Sentier Mitiwee

This ~2 km trail (roundtrip: ~ 4 km) can be found off Route 234 between Price and Grand-Métis, just south of Rout 132. There’s free parking at each end of the trail, and picnic tables and benches along the way where you can stop and enjoy the view, or watch and listen to the birdlife – over 55 species have been identified.  A viewing tower (mirador) about a third of a kilometer from the path’s north end provides a beautiful view as does another panoramic vista.  Some trail photos, as well as the area’s logging, milling and power generation history, can be found on Price’s municipal website. 

Explanatory panels along the trail introduce visitors to the history of Price and of Grand-Métis, discuss archaeological discoveries of the presence of considerably pre-settler indigenous people, and lay out the Mitis River’s broader watershed.


Did you know… ? Metis is a relatively recent spelling of Mitis.  Some say Mitis is a distortion of the word mitiwee or métioui, used by the Micmacs and Malécite indigenous peoples to designate a meeting place – there is evidence of an indigenous presence dating back 6,000 years at the mouth of the Mitis River where it enters the Saint Lawrence.  Some think the word comes from the Mi’kmaq term Miti Sipo, meaning “poplar river”; another that it comes from the Mi’kmaq word mistik or birch, and still another, that it means “aspen” or “birch”, trees bordering the Mitis River.  Whatever its true origins, the Mitis River, and later the Kempt Road that ran along it, were part of a route from Baie-des-Chaleurs to the Saint Lawrence River. 
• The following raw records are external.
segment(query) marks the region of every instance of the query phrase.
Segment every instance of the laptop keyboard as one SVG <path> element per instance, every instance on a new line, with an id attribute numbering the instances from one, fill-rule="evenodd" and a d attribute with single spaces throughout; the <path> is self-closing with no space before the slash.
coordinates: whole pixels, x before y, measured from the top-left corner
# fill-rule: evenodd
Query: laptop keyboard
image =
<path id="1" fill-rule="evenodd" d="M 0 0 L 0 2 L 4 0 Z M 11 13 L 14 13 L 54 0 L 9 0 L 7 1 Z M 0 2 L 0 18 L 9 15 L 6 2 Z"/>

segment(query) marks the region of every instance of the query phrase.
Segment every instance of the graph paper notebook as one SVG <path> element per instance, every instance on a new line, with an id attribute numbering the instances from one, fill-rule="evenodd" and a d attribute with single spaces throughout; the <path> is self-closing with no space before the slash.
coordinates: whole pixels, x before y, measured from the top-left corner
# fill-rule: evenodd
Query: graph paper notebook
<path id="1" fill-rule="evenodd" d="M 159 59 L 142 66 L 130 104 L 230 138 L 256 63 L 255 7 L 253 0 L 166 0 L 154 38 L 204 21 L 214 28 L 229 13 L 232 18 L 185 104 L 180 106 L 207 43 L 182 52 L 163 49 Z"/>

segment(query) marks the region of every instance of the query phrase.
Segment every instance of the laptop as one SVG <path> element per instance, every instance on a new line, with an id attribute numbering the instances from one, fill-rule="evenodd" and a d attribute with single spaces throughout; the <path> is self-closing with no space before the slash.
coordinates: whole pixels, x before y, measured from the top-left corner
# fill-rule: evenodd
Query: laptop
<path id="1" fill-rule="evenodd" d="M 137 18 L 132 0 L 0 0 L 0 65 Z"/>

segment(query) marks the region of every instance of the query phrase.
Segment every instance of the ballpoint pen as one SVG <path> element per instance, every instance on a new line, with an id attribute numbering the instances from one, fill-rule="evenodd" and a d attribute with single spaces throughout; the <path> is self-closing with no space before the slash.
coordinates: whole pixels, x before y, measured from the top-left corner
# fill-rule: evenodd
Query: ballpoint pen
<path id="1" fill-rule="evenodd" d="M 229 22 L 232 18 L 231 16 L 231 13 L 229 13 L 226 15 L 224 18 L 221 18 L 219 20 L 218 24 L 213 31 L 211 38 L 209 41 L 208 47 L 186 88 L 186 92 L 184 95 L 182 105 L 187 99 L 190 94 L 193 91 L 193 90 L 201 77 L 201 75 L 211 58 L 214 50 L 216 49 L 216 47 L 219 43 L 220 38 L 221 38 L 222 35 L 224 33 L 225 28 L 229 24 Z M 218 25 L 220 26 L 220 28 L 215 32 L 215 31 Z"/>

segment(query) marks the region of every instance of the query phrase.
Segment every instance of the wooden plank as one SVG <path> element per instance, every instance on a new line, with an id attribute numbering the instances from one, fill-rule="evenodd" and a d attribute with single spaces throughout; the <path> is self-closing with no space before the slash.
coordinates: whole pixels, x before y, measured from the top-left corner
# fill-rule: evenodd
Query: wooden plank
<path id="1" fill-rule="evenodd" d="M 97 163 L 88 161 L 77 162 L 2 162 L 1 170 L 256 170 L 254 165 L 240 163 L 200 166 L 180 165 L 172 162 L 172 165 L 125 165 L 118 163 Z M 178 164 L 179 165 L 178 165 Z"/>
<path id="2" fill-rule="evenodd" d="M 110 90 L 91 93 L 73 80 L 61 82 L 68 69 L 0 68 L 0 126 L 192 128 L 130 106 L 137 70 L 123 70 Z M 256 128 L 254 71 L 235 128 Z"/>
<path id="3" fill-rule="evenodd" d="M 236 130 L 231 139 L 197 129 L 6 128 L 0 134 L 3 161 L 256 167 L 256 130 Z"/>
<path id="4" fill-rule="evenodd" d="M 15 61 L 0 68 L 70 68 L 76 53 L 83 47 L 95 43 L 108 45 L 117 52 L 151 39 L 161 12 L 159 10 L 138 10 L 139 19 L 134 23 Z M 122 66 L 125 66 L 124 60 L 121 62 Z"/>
Did you know… ?  As early as 1824, indigenous guides led George Jehoshaphat Mountain overland from Baie-des-Chaleurs to Metis.  He served as secretary to his father, Jacob Mountain, Canada’s first Anglican Bishop, as his father travelled throughout his Lower Canada diocese.  After taking Anglican orders, George Mountain was named first archdeacon of Quebec and, like his father, journeyed widely.  In considerable detail, he documented people’s living conditions, and the state of religion and education in every settlement.  In a diary entry of his early first excursion to the Gaspé coast, he was very complimentary about the ‘Indians’ who had guided him from Baie-des-Chaleurs to Metis.